At the University of Copenhagen, they are also looking forward to the opportunities created by The Wilderness, especially with a focus on connecting research and practice:
“The collaboration with the Hempel Foundation gives our students and future researchers a unique opportunity to follow and investigate some of the most exciting initiatives within biodiversity and nature restoration. Our graduates play a key role in achieving the Green Tripartite Agreement and biodiversity targets, and these ‘natural laboratories’ in The Wilderness provide ideal settings for excursions and fieldwork - something the students both appreciate and are academically strengthened by. The collaboration opens the door to both short projects and multi-year research programmes, which will enhance both our study programmes and research at SCIENCE,” says Andreas de Neergaard, professor and vice-dean for education at the Faculty of Science, University of Copenhagen.
Initiatives launched immediately
FACTS: About the wilderness areas
The Mols laboratory (147 ha)
For 80 years, Mols laboratory has been a center for research and nature management. In 2016, Denmark’s most ambitious research-based rewilding project was launched here with year-round grazing by horses and cattle. The area is protected and part of Natura 2000. The Hempel Foundation will develop the site into a center for research, education, and outreach.
Asnæs Wilderness (640 ha)
The Asnæs Peninsula features a hilly moraine landscape with forest, farmland, dramatic coastal cliffs, and grasslands. Until now, the area has been managed as organic farmland but will now be transformed into a wilderness through rewilding with large herbivores, natural hydrology, untouched forests, and new grassland habitats. The tip of the peninsula is part of Natura 2000.
Nørholm Wilderness (870 ha)
The Nørholm Estate includes farmland, plantations, and existing natural habitats. Nørholm Heath and its surrounding areas are Natura 2000 protected and host rare habitat types and species – from otters and wolves to rare fungi and insects. The heath is undergoing encroachment, and the Foundation will protect this vulnerable nature through careful clearing of mountain pine, extensive year-round grazing, and improved hydrology.

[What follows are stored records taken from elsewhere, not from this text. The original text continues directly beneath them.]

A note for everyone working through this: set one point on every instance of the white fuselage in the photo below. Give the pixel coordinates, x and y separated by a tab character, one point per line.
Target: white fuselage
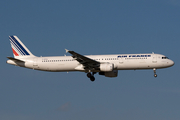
120	62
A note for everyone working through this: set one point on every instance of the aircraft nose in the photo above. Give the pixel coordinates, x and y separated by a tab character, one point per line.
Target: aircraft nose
171	63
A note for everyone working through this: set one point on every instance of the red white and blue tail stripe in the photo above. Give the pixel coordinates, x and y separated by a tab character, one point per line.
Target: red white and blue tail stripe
18	48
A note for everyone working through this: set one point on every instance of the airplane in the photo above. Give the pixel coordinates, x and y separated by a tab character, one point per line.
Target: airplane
107	65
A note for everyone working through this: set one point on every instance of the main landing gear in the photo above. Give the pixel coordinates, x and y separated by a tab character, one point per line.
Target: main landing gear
91	76
155	75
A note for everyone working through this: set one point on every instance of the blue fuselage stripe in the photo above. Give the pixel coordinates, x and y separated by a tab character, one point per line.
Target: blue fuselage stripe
19	46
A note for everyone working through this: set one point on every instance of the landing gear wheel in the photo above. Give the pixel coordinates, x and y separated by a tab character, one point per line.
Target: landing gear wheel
155	75
92	78
89	75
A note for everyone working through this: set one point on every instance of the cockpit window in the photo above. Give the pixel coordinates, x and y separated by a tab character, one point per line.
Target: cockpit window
165	58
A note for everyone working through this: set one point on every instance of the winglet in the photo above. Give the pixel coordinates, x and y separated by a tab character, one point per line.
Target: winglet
67	50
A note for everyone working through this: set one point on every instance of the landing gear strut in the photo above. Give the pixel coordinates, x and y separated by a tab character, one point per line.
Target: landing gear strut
91	76
155	75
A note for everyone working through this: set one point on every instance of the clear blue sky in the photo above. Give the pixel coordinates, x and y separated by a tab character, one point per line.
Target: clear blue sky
90	27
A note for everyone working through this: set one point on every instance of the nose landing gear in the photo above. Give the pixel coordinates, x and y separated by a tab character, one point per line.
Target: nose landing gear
91	76
155	75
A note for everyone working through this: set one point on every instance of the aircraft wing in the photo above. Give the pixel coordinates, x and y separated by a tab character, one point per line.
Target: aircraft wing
88	63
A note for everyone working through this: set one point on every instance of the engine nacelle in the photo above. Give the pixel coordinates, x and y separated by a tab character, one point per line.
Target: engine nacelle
106	67
113	73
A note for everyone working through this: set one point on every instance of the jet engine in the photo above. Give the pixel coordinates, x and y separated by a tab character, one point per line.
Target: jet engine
113	73
106	67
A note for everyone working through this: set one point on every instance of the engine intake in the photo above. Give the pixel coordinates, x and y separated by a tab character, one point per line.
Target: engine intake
106	67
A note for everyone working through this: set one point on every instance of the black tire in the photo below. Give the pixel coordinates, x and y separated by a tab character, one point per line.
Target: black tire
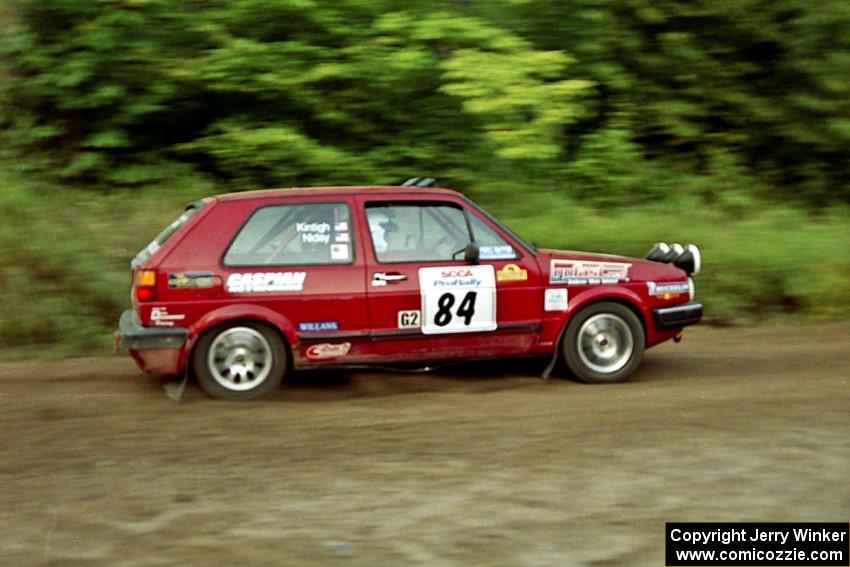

Saksfjed Wilderness (813 ha)
One of Denmark’s largest ongoing rewilding initiatives, where former farmland has been undergoing conversion to wild nature since autumn 2023. The area is now home to tauros cattle, Exmoor ponies, Galloway cattle, and large populations of deer. Saksfjed Wilderness is part of Natura 2000 and hosts many rare species.
Total area: 2,470 hectares
Across all wilderness areas, protection and restoration are carried out through rewilding, allowing natural processes to shape habitats and ecosystems. Animal populations are continuously adjusted to match the natural food base, and full supplementary feeding is provided whenever necessary to ensure animal welfare.